The Chicken or the Egg?


There are comes a point in everyone's lives when time's old questions and debates become relevant. For centuries biblical historians and theorists have debated evolution versus creation. As a practicing Catholic, I have found that my own beliefs sometimes part from the faith I was born into and maintained as an adult. You can sort of say that I have picked out the parts of Catholicism that suit my needs and comfort me in my day to day life. (Don't tell my priest!) I often believe God had many trials and errors in creating a very non perfect man. Ergo evolution.

I pride myself on weekends in which I can refrain from philosophical, political and/or any general thought. The idea of not having to make any sort of decision other than where to seek sustenance and adult beverages for two to three days is liberating. But even that much decision making is usually left to my better yet sometimes feeble half. We both are highly functioning professionals and really the only excuse I can think of for our lameness is that by the weekend we are depleted of all intelligence.

While visiting one of our favorite local breakfast hot spots, (a small obscure house in a residential neighborhood bordering downtown) we were thrust into a debate that neither of us were prepared to consider. Our day started like any other weekend. We slept until our fur baby was awake enough to clearly state that he was starving to death. At which point, we realized our stomachs were eating us from the inside out. Our only real option was to leave the confines of our home and welcome the outside world into ours. It all started out innocently enough.

Going out to eat when you are famished is not the best decision as portion amounts are relative.

We each ordered two breakfast tacos each. I ordered a chorizo, egg, and potato taco along with a bean, cheese, and bacon taco. Mmm! Delicious! She ordered two egg, potato, bacon, and cheese tacos. What the waitress failed to mention was the innards of the breakfast tacos were an overabundance of yumminess spilling out of a warm tortilla. In order to devour this overindulgence of breakfast goodness, there would have to be a fork phase to eat the overflow, followed by a two hand assisted taco eating frenzy.

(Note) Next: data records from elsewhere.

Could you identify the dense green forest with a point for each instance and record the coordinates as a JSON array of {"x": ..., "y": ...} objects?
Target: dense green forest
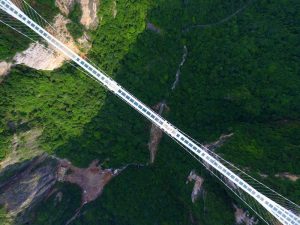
[{"x": 240, "y": 76}]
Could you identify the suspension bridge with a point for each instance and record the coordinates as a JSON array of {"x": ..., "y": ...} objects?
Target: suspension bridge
[{"x": 270, "y": 206}]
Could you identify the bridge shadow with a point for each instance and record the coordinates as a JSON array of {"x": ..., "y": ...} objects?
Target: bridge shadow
[{"x": 118, "y": 135}]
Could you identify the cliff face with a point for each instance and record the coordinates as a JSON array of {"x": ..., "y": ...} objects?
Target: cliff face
[
  {"x": 41, "y": 57},
  {"x": 25, "y": 185},
  {"x": 89, "y": 18}
]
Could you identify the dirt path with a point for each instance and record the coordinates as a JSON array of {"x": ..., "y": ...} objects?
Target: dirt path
[{"x": 220, "y": 21}]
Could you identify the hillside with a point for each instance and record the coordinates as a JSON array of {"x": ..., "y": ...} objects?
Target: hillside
[{"x": 213, "y": 68}]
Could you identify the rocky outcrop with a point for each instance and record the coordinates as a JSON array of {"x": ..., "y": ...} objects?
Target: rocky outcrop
[
  {"x": 178, "y": 72},
  {"x": 197, "y": 186},
  {"x": 39, "y": 57},
  {"x": 89, "y": 8},
  {"x": 65, "y": 6},
  {"x": 243, "y": 217},
  {"x": 291, "y": 177},
  {"x": 4, "y": 69},
  {"x": 114, "y": 9},
  {"x": 222, "y": 139},
  {"x": 91, "y": 180},
  {"x": 155, "y": 133},
  {"x": 24, "y": 146},
  {"x": 89, "y": 17},
  {"x": 26, "y": 184}
]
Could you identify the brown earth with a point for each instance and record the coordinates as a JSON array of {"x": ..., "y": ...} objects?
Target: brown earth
[
  {"x": 155, "y": 133},
  {"x": 91, "y": 180}
]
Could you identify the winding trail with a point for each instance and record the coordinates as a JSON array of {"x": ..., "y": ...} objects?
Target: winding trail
[{"x": 185, "y": 30}]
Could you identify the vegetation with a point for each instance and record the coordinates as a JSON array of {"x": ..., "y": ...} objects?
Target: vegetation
[{"x": 240, "y": 76}]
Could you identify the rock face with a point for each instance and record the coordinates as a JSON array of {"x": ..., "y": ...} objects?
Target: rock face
[
  {"x": 30, "y": 182},
  {"x": 291, "y": 177},
  {"x": 222, "y": 139},
  {"x": 197, "y": 186},
  {"x": 243, "y": 217},
  {"x": 91, "y": 180},
  {"x": 24, "y": 185},
  {"x": 4, "y": 68},
  {"x": 155, "y": 133},
  {"x": 89, "y": 17},
  {"x": 65, "y": 5},
  {"x": 89, "y": 8},
  {"x": 41, "y": 58}
]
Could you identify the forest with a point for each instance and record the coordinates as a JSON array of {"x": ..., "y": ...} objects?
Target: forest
[{"x": 241, "y": 76}]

Quickly enough after starting my second taco, the chorizo, egg and potato, I began to realize that while my eyes told me to keep eating my stomach was quickly begging me to stop. I could see the same look upon her face. She was filling up fast. Were we determined enough to leave no morsel behind or fly our white flags of defeat. My flag started up my mental flag pole. She decided that the last bite in her mouth was the last as well. Neither of us could have ever prepared for what would happen next. I look of pain, anguish, and disgust suddenly made an appearance on her face. Oh, no! I feared a volcanic eruption at my breakfast table. I quickly passed my table napkin to her. Spit out your food! Her face grew grim followed by mild relief. Swallow.
 
I began to question her out of grave concern. Was she sick? Then it happened. That weekend feebleness had shown through her. Her last bite had what she called too much egg. She swore that she might have bit down on an egg shell as well. While she was thinking of the egg shell she began to wonder if it had been an egg shell at all- could it have been a baby chick? Her stomach began to wrench in disgust and sadness for the baby chick. She had a moment when reality once appeared in her head and she was able to swallow. I doubt that there was ever a baby chick in her mouth other than in scramble egg form but there possibly might have been a small piece of an egg shell in her taco. In our case, the egg definitely came before the chick.